Quando il pensiero di te mi accompagna nel buio, dove a volte dagli orrori mi rifugio del giorno, per dolcezza immobile mi tiene come statua. Poi mi levo, riprendo la mia vita. Tutto è lontano da me, giovanezza, gloria; altra cura dagli altri mi strana. Ma quel pensiero di te che vivi, mi consola di tutto. Oh tenerezza immensa, quasi disumana!
Nella mia giovinezza ho navigato lungo le coste dalmate. Isolotti a fior d'onda emergevano, ove raro un uccello sostava intento a prede, coperti d'alghe, scivolosi, al sole belli come smeraldi. Quando l'alta marea e la notte li annullava, vele sottovento sbandavano più al largo, per fuggirne l'insidia. Oggi il mio regno è quella terra di nessuno. Il porto accende ad altri i suoi lumi; me al largo sospinge ancora il non domato spirito, e della vita il doloroso amore.
Ho parlato a una capra, Era sola sul prato, era legata. Sazia d'erba, bagnata dalla pioggia, belava.

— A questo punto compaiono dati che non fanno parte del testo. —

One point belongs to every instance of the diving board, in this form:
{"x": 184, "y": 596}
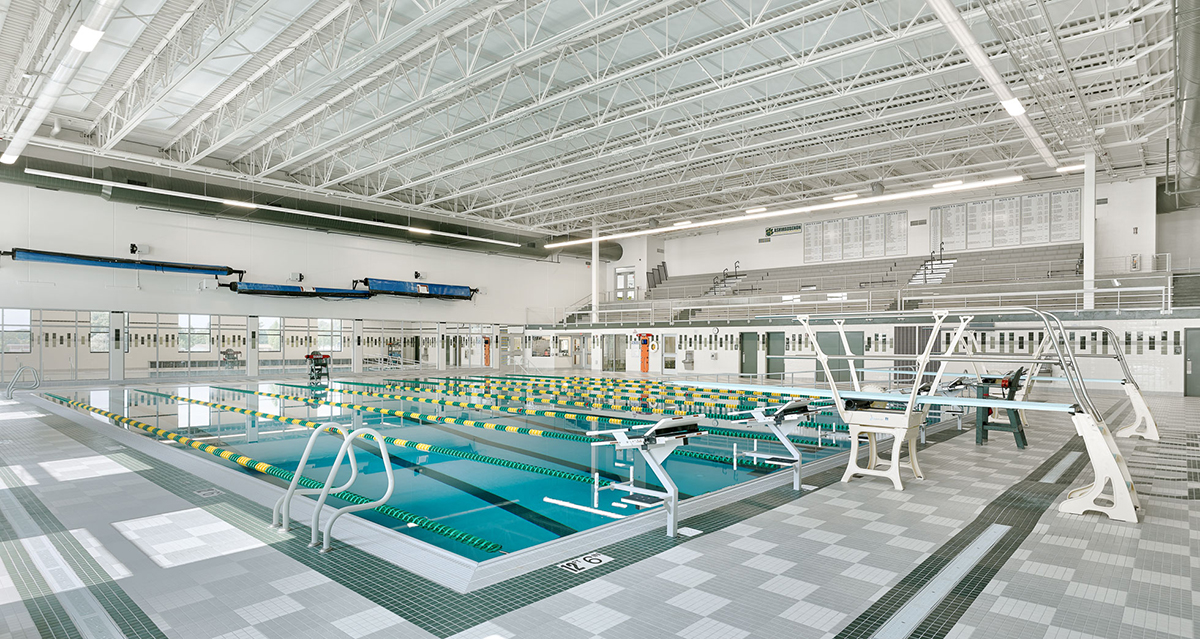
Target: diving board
{"x": 1111, "y": 491}
{"x": 897, "y": 398}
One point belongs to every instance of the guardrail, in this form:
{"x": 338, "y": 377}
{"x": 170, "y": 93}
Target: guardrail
{"x": 1132, "y": 292}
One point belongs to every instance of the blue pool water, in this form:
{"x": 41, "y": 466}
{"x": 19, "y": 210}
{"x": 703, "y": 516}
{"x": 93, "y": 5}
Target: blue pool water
{"x": 513, "y": 507}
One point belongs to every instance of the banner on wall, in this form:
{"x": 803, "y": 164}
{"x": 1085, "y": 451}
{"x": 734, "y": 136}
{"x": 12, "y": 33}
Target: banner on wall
{"x": 791, "y": 230}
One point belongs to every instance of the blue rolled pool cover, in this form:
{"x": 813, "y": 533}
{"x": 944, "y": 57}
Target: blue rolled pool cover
{"x": 396, "y": 287}
{"x": 280, "y": 290}
{"x": 30, "y": 255}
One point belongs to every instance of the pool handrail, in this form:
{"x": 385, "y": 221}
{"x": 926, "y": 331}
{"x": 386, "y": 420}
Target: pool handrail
{"x": 16, "y": 377}
{"x": 348, "y": 445}
{"x": 281, "y": 512}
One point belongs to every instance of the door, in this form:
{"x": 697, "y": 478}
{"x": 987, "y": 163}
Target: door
{"x": 774, "y": 352}
{"x": 613, "y": 352}
{"x": 670, "y": 350}
{"x": 1192, "y": 363}
{"x": 831, "y": 345}
{"x": 749, "y": 353}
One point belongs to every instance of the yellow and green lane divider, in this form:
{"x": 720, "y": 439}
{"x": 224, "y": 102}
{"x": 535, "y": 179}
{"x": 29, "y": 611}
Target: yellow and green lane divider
{"x": 565, "y": 402}
{"x": 679, "y": 392}
{"x": 725, "y": 433}
{"x": 499, "y": 428}
{"x": 641, "y": 398}
{"x": 286, "y": 476}
{"x": 400, "y": 443}
{"x": 514, "y": 410}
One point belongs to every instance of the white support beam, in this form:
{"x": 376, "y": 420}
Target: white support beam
{"x": 292, "y": 81}
{"x": 186, "y": 49}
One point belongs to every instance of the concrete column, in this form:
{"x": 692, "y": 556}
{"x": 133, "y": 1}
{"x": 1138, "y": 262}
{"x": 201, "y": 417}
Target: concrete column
{"x": 117, "y": 340}
{"x": 252, "y": 402}
{"x": 595, "y": 276}
{"x": 357, "y": 347}
{"x": 438, "y": 347}
{"x": 252, "y": 346}
{"x": 1087, "y": 221}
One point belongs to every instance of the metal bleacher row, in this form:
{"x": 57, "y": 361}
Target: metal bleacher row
{"x": 1013, "y": 276}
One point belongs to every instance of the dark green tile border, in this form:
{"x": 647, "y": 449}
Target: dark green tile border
{"x": 127, "y": 615}
{"x": 430, "y": 605}
{"x": 1020, "y": 507}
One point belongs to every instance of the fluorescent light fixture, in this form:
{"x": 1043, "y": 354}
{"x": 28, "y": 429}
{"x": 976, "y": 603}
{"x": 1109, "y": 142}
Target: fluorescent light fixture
{"x": 87, "y": 39}
{"x": 261, "y": 207}
{"x": 809, "y": 208}
{"x": 1013, "y": 107}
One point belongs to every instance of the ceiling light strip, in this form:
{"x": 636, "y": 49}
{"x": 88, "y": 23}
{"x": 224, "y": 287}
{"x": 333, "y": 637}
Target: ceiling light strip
{"x": 235, "y": 203}
{"x": 948, "y": 15}
{"x": 809, "y": 208}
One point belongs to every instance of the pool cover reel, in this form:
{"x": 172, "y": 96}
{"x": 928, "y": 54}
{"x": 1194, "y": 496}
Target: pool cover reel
{"x": 417, "y": 290}
{"x": 29, "y": 255}
{"x": 289, "y": 291}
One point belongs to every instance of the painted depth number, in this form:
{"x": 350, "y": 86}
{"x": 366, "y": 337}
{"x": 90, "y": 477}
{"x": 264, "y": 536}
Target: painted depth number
{"x": 585, "y": 563}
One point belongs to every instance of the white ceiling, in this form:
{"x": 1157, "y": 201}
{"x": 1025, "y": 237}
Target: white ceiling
{"x": 555, "y": 115}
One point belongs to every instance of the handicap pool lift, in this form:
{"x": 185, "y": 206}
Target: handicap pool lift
{"x": 654, "y": 443}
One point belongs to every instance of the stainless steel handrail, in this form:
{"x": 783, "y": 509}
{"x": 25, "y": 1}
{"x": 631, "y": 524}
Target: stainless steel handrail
{"x": 12, "y": 384}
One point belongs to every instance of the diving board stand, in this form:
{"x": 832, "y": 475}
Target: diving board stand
{"x": 1111, "y": 493}
{"x": 654, "y": 445}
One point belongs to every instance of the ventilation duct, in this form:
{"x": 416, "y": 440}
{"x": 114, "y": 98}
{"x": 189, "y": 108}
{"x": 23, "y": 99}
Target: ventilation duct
{"x": 1187, "y": 101}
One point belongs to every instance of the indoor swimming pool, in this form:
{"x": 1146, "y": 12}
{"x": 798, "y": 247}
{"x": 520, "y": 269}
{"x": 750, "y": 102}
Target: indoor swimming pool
{"x": 503, "y": 475}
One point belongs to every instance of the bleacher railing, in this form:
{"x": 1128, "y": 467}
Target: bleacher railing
{"x": 754, "y": 282}
{"x": 1127, "y": 292}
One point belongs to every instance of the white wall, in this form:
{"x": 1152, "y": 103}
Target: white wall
{"x": 1179, "y": 233}
{"x": 1158, "y": 370}
{"x": 79, "y": 224}
{"x": 1126, "y": 225}
{"x": 1131, "y": 204}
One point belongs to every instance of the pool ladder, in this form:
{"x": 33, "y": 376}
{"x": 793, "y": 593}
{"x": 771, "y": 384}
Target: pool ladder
{"x": 16, "y": 377}
{"x": 281, "y": 513}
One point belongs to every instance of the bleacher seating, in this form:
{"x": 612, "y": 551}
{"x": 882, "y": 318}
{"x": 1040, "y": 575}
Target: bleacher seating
{"x": 871, "y": 285}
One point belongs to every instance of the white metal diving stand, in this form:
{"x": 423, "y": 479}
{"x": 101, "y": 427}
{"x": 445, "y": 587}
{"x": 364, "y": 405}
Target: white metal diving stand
{"x": 654, "y": 443}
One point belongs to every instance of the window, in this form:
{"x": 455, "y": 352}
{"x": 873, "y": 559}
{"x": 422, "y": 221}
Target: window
{"x": 270, "y": 334}
{"x": 329, "y": 334}
{"x": 193, "y": 333}
{"x": 15, "y": 330}
{"x": 97, "y": 341}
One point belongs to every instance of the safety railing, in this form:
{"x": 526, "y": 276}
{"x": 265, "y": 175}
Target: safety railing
{"x": 12, "y": 386}
{"x": 763, "y": 284}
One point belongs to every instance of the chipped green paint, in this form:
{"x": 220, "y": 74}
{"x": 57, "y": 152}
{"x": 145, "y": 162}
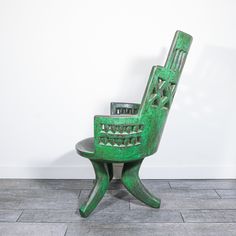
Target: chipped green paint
{"x": 133, "y": 131}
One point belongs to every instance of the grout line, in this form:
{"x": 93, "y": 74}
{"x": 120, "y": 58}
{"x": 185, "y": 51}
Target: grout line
{"x": 182, "y": 216}
{"x": 66, "y": 230}
{"x": 169, "y": 184}
{"x": 20, "y": 216}
{"x": 218, "y": 193}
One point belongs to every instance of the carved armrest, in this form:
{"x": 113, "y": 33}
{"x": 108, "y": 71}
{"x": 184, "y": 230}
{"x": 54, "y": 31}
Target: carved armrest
{"x": 120, "y": 108}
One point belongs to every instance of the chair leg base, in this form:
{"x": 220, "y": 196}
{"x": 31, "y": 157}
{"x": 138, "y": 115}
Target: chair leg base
{"x": 130, "y": 179}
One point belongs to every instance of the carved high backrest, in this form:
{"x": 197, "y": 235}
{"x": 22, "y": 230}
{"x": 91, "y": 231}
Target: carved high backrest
{"x": 161, "y": 89}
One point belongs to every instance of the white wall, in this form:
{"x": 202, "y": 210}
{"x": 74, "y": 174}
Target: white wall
{"x": 62, "y": 62}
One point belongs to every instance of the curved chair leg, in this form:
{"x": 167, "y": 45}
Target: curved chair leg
{"x": 110, "y": 170}
{"x": 132, "y": 182}
{"x": 98, "y": 191}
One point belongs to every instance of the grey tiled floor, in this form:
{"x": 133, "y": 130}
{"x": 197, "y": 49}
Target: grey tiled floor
{"x": 50, "y": 207}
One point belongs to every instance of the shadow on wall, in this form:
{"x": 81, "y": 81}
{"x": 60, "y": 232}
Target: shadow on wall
{"x": 204, "y": 113}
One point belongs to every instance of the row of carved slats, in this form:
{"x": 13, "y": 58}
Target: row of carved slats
{"x": 120, "y": 142}
{"x": 123, "y": 110}
{"x": 121, "y": 128}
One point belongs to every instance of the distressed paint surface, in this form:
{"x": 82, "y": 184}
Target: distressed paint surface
{"x": 133, "y": 131}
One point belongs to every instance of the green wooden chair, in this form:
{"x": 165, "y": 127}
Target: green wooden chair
{"x": 133, "y": 131}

Quell'uguale belato era fraterno al mio dolore. Ed io risposi, prima per celia, poi perché il dolore è eterno, ha una voce e non varia. Questa voce sentiva gemere in una capra solitaria.
Intorno a una grandezza solitaria non volano gli uccelli, né quei vaghi gli fanno accanto il nido, altro non odi che il silenzio, non vedi altro che l'aria.
Ed amai nuovamente; e fu di Lina dal rosso scialle il più della mia vita. Quella che cresce accanto a noi, bambina dagli occhi azzurri, è dal suo grembo uscita.
Trieste è la città, la donna è Lina, per cui scrissi il mio libro di più ardita sincerità; né dalla sua fu fin ad oggi mai l'anima partita.
Ogni altro conobbi umano amore; ma per Lina torrei di nuovo un'altra vita, di nuovo vorrei cominciare.
Per l'altezze l'amai del suo dolore; perché tutto fu al mondo, e non mai scaltra, e tutto seppe, e non se stessa, amare.
Falce martello e la stella d'Italia ornano nuovi la sala. Ma quanto dolore per quel segno su quel muro!
Esce, sorretto dalle grucce, il Prologo. Saluta al pugno; dice sue parole perché le donne ridano e i fanciulli che affollano la povera platea. Dice, timido ancora, dell'idea che gli animi affratella; chiude: "E adesso faccio come i tedeschi: mi ritiro". Tra un atto e l'altro, alla Cantina, in giro rosseggia parco ai bicchieri l'amico dell'uomo, cui rimargina ferite, gli chiude solchi dolorosi; alcuno venuto qui da spaventosi esigli, si scalda a lui come chi ha freddo al sole.
Questo è il Teatro degli Artigianelli, quale lo vide il poeta nel mille novecentoquarantaquattro, un giorno di Settembre, che a tratti rombava ancora il canone, e Firenze taceva, assorta nelle sue rovine.